Satisficing
A decision-making strategy where people choose the first option that meets their minimum acceptable threshold, rather than evaluating all options for the optimal choice.
What Is Satisficing?
Satisficing is the decision strategy most real humans actually use: pick the first option that meets the minimum bar, then stop looking. Rather than maximize — comparing every option to find the optimum — people satisfice by accepting "good enough." In a world of infinite information, satisficing is the rational response.
Also Known As
- Marketing teams: "first-fit selection" or "shortlisting"
- Sales teams: "good-enough buying"
- Growth teams: "fast-yes behavior"
- Product teams: "minimum-viable choice"
- Behavioral science: Herbert Simon's (1956) satisficing
How It Works
A visitor arrives at a pricing page with three tiers. The middle tier has a "Recommended" badge, covers their apparent needs, and is priced reasonably. Rather than read every feature in every column, they accept the recommendation and convert. They didn't pick the best option — they picked the first option that met their threshold. That's satisficing in the wild.
Best Practices
- Do put your best option first, not last or in the middle.
- Do use "Recommended" or "Most popular" labels to give satisficers an easy first option.
- Do front-load value — the first benefit on the page is the one most users will read.
- Don't bury the optimal choice in the middle of a comparison table.
- Don't design as if users will carefully evaluate every option; they won't.
Common Mistakes
- Ordering pricing tiers by price rather than by "recommended → alternative."
- Burying the strongest testimonial at the end of a wall of text few users reach.
- Assuming more information helps; for satisficers, more information just delays the "good enough" moment.
Industry Context
- SaaS/B2B: Plan ordering, recommended-tier placement, default plan selection.
- Ecommerce/DTC: Product sort order, "best seller" badges, top-of-category placement.
- Lead gen/services: Package ordering, first-answer form fields, recommended service tiers.

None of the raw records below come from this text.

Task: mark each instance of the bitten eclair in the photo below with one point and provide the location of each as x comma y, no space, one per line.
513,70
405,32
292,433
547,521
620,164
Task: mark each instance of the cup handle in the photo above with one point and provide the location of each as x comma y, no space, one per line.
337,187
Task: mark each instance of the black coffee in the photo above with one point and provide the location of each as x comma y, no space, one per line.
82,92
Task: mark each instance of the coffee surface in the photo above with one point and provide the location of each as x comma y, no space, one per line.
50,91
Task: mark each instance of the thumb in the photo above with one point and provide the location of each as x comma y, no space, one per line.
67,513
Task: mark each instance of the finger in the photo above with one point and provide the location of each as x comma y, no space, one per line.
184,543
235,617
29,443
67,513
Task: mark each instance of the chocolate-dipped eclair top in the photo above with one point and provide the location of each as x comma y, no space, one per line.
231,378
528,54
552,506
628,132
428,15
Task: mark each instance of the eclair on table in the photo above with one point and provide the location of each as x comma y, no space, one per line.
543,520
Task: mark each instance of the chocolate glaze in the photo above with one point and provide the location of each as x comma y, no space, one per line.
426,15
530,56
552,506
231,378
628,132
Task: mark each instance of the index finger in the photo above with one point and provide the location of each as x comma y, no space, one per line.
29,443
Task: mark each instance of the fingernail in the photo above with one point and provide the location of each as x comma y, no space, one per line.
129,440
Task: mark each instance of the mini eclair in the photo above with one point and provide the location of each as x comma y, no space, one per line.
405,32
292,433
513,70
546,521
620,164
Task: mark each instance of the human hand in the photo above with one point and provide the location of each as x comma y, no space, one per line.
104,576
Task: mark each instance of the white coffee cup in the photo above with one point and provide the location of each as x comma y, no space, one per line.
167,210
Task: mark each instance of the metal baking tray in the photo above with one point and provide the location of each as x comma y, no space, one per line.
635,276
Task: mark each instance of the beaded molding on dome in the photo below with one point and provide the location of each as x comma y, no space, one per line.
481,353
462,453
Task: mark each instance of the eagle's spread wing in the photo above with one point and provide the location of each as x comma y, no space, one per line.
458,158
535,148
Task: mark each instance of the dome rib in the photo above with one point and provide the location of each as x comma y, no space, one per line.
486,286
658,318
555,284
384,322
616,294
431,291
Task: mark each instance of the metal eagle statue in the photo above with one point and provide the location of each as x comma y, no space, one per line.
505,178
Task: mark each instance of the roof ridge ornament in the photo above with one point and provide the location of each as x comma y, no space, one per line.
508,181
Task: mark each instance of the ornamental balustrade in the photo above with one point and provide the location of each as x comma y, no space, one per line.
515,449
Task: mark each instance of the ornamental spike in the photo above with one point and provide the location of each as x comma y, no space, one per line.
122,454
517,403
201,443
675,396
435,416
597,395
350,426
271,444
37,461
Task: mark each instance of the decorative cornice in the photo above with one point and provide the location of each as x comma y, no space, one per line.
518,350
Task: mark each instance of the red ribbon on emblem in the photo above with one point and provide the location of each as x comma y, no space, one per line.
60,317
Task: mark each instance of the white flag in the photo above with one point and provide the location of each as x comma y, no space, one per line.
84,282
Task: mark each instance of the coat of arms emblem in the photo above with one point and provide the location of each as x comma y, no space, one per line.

The Behavioral Science Connection
Herbert Simon introduced satisficing in 1956 as part of his framework of bounded rationality, for which he won the 1978 Nobel Prize. Barry Schwartz (2004) extended the idea to consumer psychology, contrasting satisficers (happier) with maximizers (more regret, more effort, lower satisfaction). Satisficing connects to cognitive load, choice overload, and the paradox of choice.
Key Takeaway
Most users don't want the optimal choice — they want a decision they can make quickly and feel good about, so make "good enough" easy to find first.